Posted by: Malcolm E Leader | Monday, 29 March 2021 at 10:49 PM
If there's a picture, you take it; if not, you don't.
Posted by: Jeff1000 | Tuesday, 30 March 2021 at 07:26 AM
When finally buying my first digital ILC that I could (barely) tolerate, then yes, shot quite a lot just to learn what it could do. But now I find myself shooting much less. Sometimes this is subject related, ie. the situation was fleeting. More often though, it is that I’m now much more familiar with the camera.
One more comment. Not sure whether Hugh trades in his cameras. If he does its not one I’d want to buy used, what with the shutter at 90% through it’s service life.
Posted by: John Robison | Tuesday, 30 March 2021 at 10:05 AM
I think Hugh should be forgiven for his tone. The "spray and pray" pejorative has been way overused, I think by those still having trouble with the adjustment from film to digital.
This whole issue surely has evolved with the evolution of photographic technology. I've recently sorted through my old slides and also my more recent digital photography, trying to reduce the quantity of both.
Slides were relatively expensive and the culling of them had to await their development and was a bit involved, some sort of light table first, then into the projector. And always hard to part with a physical photograph. To me that encouraged a more deliberative approach to image capture.
Digital photos are essentially free and can be checked easily and quickly on the camera itself and then on, say, a laptop, a much better device for separating the wheat from the chaff. You can do some quick cropping and editing to see if there is improvement to be made or not. This all lends itself to capturing more images and a more efficient search for the keepers.
So with digital I take more photos than I did with film but I've learned it is important to get on with the culling and editing quickly and get rid of those images not worth keeping before they accumulate to the point of being a burden.
I also get a lot of enjoyment from taking photos. And editing them. So what's wrong with taking more? But as Mike says, to each his own.
Posted by: Terry Burnes | Tuesday, 30 March 2021 at 11:46 AM
Also, amused that the phrase "spray-and-pray" has made it over into photography (from firearms) with the negative connotations intact!
Posted by: David Dyer-Bennet | Tuesday, 30 March 2021 at 04:21 PM
The issue of photography and art has amused me for years. It’s really interesting when you get someone like Barbara Kasten
http://www.artnet.com/artists/barbara-kasten/
Ske builds acrylic sculptures to create photos of the light created.!
We have been watching Art in the 20th Century on PBS which covers her in the Chicago shoe in Season 8.

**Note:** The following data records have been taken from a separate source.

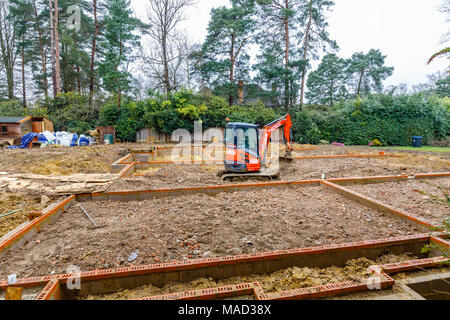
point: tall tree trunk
(286, 57)
(94, 49)
(7, 53)
(43, 55)
(305, 54)
(54, 34)
(166, 65)
(232, 62)
(24, 90)
(358, 91)
(57, 55)
(52, 44)
(79, 78)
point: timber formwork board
(133, 161)
(109, 281)
(105, 281)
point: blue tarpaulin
(26, 139)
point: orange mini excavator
(246, 149)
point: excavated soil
(11, 202)
(429, 199)
(173, 176)
(195, 226)
(288, 279)
(62, 161)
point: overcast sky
(407, 31)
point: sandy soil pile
(288, 279)
(61, 161)
(12, 202)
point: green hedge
(391, 119)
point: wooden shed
(12, 128)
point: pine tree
(328, 83)
(314, 34)
(224, 52)
(116, 48)
(279, 64)
(367, 72)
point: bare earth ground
(26, 175)
(11, 202)
(287, 279)
(429, 199)
(62, 161)
(195, 226)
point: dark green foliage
(443, 87)
(391, 119)
(304, 128)
(11, 108)
(71, 112)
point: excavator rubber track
(267, 174)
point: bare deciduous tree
(8, 47)
(166, 56)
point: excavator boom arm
(267, 131)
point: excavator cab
(242, 147)
(246, 149)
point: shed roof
(11, 119)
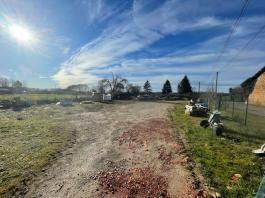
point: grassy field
(29, 139)
(254, 126)
(219, 158)
(36, 97)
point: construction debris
(137, 182)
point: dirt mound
(136, 182)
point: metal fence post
(246, 113)
(233, 106)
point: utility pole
(216, 94)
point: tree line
(6, 83)
(117, 85)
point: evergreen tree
(167, 88)
(184, 86)
(147, 87)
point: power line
(232, 31)
(246, 45)
(233, 28)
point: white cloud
(138, 28)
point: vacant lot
(29, 139)
(122, 150)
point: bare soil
(123, 150)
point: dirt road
(122, 150)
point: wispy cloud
(138, 28)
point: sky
(69, 42)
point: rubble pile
(136, 182)
(164, 156)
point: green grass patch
(39, 96)
(219, 158)
(28, 140)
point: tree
(167, 88)
(147, 87)
(78, 88)
(115, 85)
(17, 84)
(133, 90)
(184, 86)
(4, 82)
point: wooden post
(216, 94)
(233, 106)
(246, 113)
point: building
(255, 86)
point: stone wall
(257, 96)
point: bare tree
(133, 89)
(4, 82)
(115, 85)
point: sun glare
(21, 34)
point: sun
(21, 34)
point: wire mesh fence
(251, 118)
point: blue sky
(82, 41)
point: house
(255, 86)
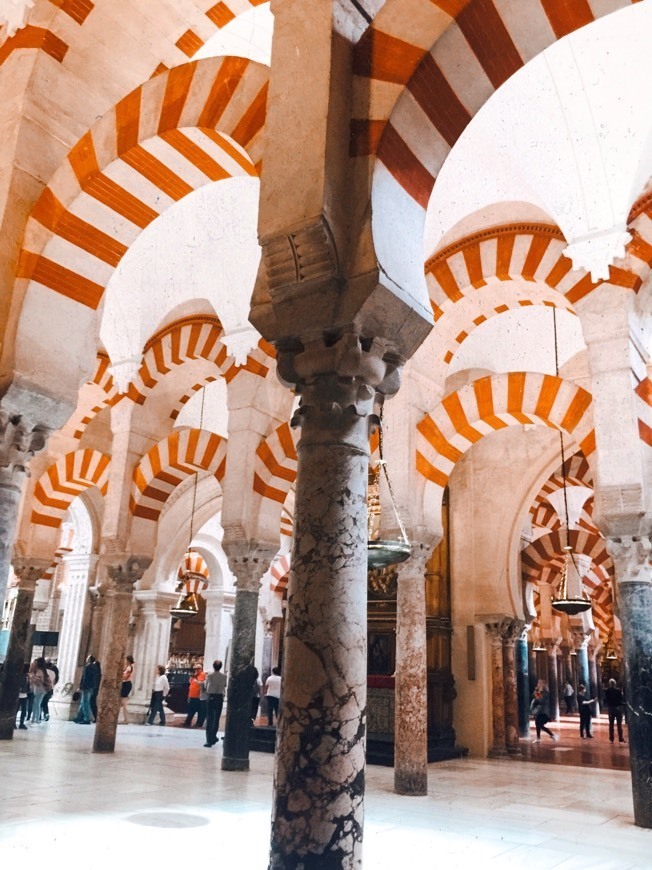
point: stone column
(76, 603)
(213, 626)
(581, 643)
(552, 650)
(122, 575)
(317, 817)
(633, 568)
(411, 699)
(27, 572)
(510, 630)
(593, 678)
(523, 683)
(498, 747)
(151, 643)
(248, 568)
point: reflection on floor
(162, 799)
(574, 750)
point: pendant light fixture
(382, 553)
(191, 583)
(571, 598)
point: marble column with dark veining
(633, 567)
(411, 698)
(498, 748)
(317, 816)
(27, 571)
(552, 650)
(523, 684)
(122, 576)
(248, 568)
(510, 630)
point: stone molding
(632, 557)
(306, 253)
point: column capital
(249, 565)
(632, 556)
(29, 570)
(339, 379)
(124, 574)
(18, 444)
(511, 629)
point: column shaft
(523, 686)
(635, 611)
(498, 748)
(320, 756)
(411, 708)
(241, 680)
(108, 701)
(17, 653)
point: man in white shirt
(273, 694)
(161, 690)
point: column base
(497, 752)
(411, 784)
(235, 763)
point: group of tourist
(613, 701)
(205, 695)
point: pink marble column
(511, 630)
(411, 707)
(498, 748)
(123, 575)
(317, 816)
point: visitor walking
(584, 706)
(614, 701)
(215, 684)
(273, 695)
(161, 691)
(540, 709)
(126, 687)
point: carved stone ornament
(304, 254)
(17, 446)
(632, 558)
(382, 583)
(125, 575)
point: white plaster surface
(567, 133)
(204, 248)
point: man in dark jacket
(614, 700)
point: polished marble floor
(162, 800)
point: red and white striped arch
(163, 468)
(194, 563)
(280, 572)
(474, 47)
(177, 132)
(64, 480)
(178, 344)
(492, 403)
(275, 464)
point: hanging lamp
(569, 601)
(381, 552)
(191, 583)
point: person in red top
(195, 704)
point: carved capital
(305, 253)
(632, 558)
(249, 566)
(28, 571)
(340, 379)
(18, 444)
(125, 574)
(511, 630)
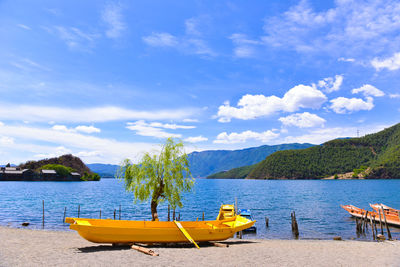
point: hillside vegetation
(69, 161)
(380, 152)
(208, 162)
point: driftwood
(144, 250)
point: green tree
(159, 177)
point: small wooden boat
(121, 231)
(392, 218)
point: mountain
(374, 156)
(208, 162)
(235, 173)
(104, 170)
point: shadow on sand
(161, 245)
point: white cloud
(170, 126)
(191, 43)
(349, 28)
(346, 59)
(195, 139)
(61, 128)
(112, 16)
(23, 26)
(109, 150)
(343, 105)
(244, 47)
(74, 38)
(254, 106)
(27, 64)
(331, 85)
(80, 128)
(302, 120)
(87, 129)
(86, 154)
(190, 120)
(96, 114)
(6, 141)
(368, 90)
(232, 138)
(147, 129)
(160, 39)
(392, 63)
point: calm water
(316, 203)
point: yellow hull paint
(120, 231)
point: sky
(109, 80)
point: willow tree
(159, 177)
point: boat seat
(83, 222)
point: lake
(316, 202)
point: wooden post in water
(380, 221)
(357, 232)
(387, 226)
(295, 227)
(43, 214)
(65, 211)
(372, 226)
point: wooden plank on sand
(186, 234)
(144, 250)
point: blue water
(316, 202)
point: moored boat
(121, 231)
(392, 218)
(247, 214)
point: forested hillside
(208, 162)
(380, 152)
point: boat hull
(118, 231)
(360, 213)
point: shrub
(60, 169)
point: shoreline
(27, 247)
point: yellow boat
(120, 231)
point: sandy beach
(24, 247)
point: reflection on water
(317, 203)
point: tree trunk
(154, 201)
(154, 213)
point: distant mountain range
(208, 162)
(374, 156)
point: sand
(24, 247)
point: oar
(185, 233)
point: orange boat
(392, 215)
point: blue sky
(107, 80)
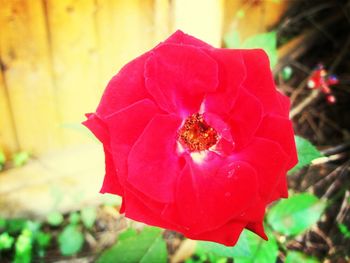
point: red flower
(196, 139)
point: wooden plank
(75, 62)
(8, 141)
(124, 31)
(64, 180)
(161, 20)
(251, 17)
(200, 18)
(25, 55)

Posted by: JimH | Tuesday, 30 March 2021 at 04:37 PM
Cindy Sherman has been discussed here several times before. I remember one comment wondering what she really looked like. Well PBS Art 21 has a feature on her that is fascinating and lets you see the real Cindy Sherman: https://art21.org/artist/cindy-sherman/
Posted by: JimH | Tuesday, 30 March 2021 at 04:42 PM
In response to Thomas Mc Cann, the columnist he recalls is possibly Victor Blackman, a veteran of the Fleet Street press pack and a contributor to AP for many years.
Posted by: Simon | Tuesday, 30 March 2021 at 05:03 PM
For me personally, a day out on the street means 10 to 20 shots. I do photography for my own creative pleasure and that is how I enjoy the process most. If I had clients to serve or book contracts to meet, I probably would act differently, but I don't.
The occasional photograph taken emerges from the many that are deliberately not taken. The event of the realised photograph occurs when the choice not to take the shot does not happen.
I am talking digital here. In my medium format film days, I'd come home with 1 or 2 rolls, so not much has changed.